Home Depot confirmed on Monday it has discovered software buried within its Canadian and U.S. stores designed to steal credit- and debit-card information from customers.
“We owe it to our customers to alert them that we now have enough evidence to confirm that a breach has indeed occurred,” Frank Blake, chairman and chief executive of Home Depot, said in a statement on Monday afternoon.
Blake added, “no customers will be responsible for fraudulent charges to their accounts.”
Home Depot operates about 180 stores across Canada and 2,200 in the United States.
The big box renovation store first confirmed last Tuesday it was investigating a possible hack of its in-store payment systems in Canada.
Home Depot’s investigation revealed the attack from online criminals extended as far back as April, “and the company has taken aggressive steps to address the malware and protect customer data.”
Similar to what’s been seen in a recent spate of cyberattacks against retailers — notably a widespread breach at Target last year — criminals sought to steal and then discreetly sell credit and debit card information of Home Depot shoppers through underground online sites.
Home Depot said Monday it will provide free credit monitoring services to any customer who paid electronically in stores in 2014.
There is no evidence that debit PIN numbers on bank account cards were compromised, Home Depot said.
“The company continues to determine the full scope, scale and impact of the breach,” the statement said.
Chip and pin technology
Experts say the breach may have a less severe impact on Canadian shoppers. That’s because U.S. retailers still widely accept older cards that aren’t protected with “chip-and-pin” technology, a protection that now covers about nine in 10 credit- and debit-cards in use in Canada.
While criminals could steal your credit card number through malicious software illegally embedded in a retailer’s in-store payment system, future transactions using the number would fail if they weren’t accompanied by the input of your chip-protected pin at the point of sale, experts say.
Still, despite the more secure technology, Home Depot’s Canadian customers aren’t immune from attempts to steal credit card information.
“Even though we don’t have the same exposure, there’s still value in our stores being attacked,” Mark Nunnikhoven, vice-president of emerging technologies at Trend Micro, an online security firm, said.
WATCH: Home Depot hack job
Big retailers with operations across both the U.S. and Canada are particularly susceptible because of the volume of transactions they handle as well as the high probability they share networking resources.

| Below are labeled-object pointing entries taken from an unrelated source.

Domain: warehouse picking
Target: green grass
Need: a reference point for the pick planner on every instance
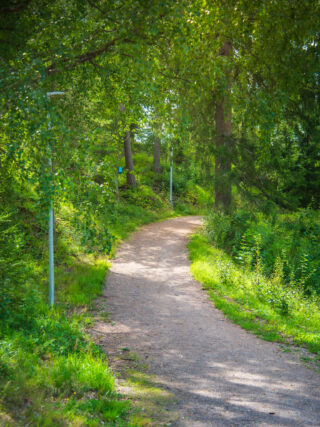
(266, 307)
(51, 373)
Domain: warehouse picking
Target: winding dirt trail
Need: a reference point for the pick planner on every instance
(220, 374)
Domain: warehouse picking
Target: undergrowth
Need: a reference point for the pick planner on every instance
(264, 305)
(51, 373)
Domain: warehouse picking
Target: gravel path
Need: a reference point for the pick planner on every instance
(220, 374)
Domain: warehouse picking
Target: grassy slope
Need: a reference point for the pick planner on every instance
(254, 302)
(51, 373)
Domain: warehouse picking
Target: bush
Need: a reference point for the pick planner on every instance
(291, 239)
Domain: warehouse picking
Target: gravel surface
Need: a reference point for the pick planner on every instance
(220, 374)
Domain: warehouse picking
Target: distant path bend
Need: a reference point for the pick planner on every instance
(221, 375)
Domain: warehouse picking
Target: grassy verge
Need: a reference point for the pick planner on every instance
(51, 372)
(263, 306)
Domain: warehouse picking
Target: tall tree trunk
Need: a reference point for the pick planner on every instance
(223, 118)
(131, 180)
(156, 155)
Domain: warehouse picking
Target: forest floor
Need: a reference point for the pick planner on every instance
(182, 360)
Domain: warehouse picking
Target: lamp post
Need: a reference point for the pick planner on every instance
(171, 175)
(51, 216)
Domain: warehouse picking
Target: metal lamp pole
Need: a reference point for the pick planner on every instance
(171, 176)
(51, 216)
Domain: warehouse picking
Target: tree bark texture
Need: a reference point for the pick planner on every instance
(131, 180)
(156, 155)
(223, 119)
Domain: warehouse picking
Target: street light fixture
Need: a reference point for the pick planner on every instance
(51, 216)
(171, 176)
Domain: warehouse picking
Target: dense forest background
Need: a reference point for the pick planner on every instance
(232, 87)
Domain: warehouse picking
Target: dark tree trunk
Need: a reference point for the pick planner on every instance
(223, 119)
(156, 155)
(131, 180)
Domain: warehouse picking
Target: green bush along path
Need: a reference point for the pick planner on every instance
(216, 373)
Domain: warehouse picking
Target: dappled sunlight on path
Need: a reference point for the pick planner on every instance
(220, 374)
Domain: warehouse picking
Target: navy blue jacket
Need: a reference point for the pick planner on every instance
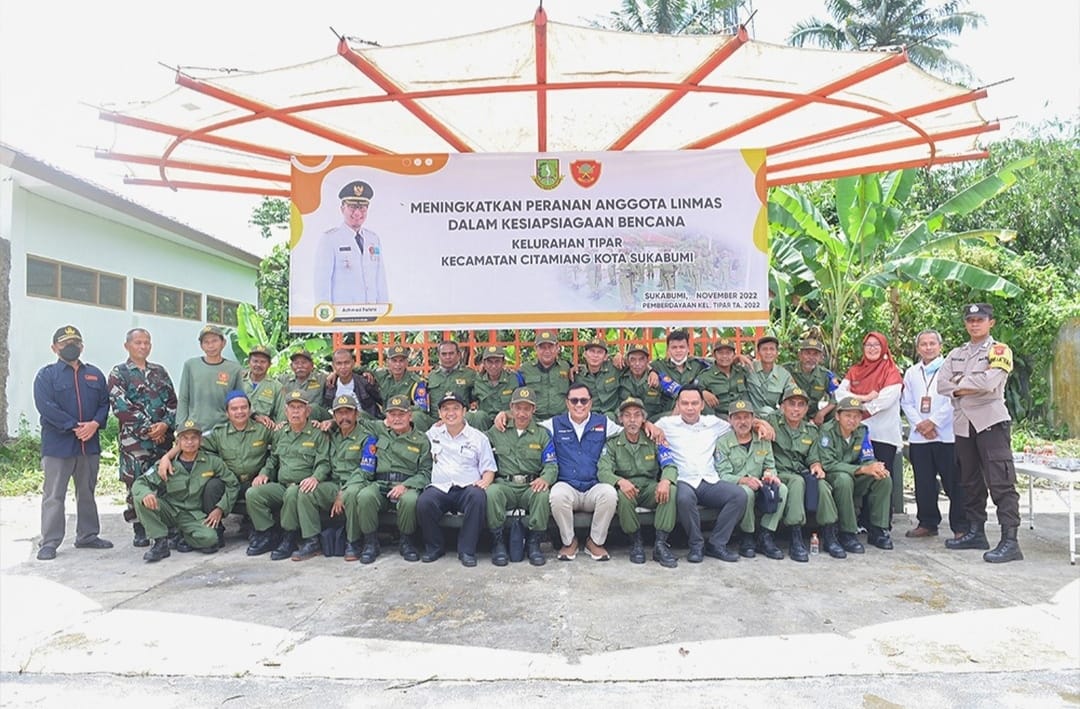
(577, 459)
(64, 397)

“The challenge we have in Canada is that a lot of retailers either directly share networks with their American counterparts, or at least have the same systems set up here,” Nunnikhoven said.
“So if I have a successful attack on Home Depot, if Home Depot Canada is set up the same way, it’s going to cost me almost nothing to try that same attack up here.”
Because of the length of time, some experts suggest the current breach could rival – or even be larger – than the recent attack on Target Corp., which affected tens of millions of shoppers at U.S. stores, as well as thousands in Canada.
“Criminals have realized that large retailers are a quick hit, are relatively easy to breach and there’s a huge financial upside for them. So it’s a really enticing target for them to go after,” Nunnikhoven said.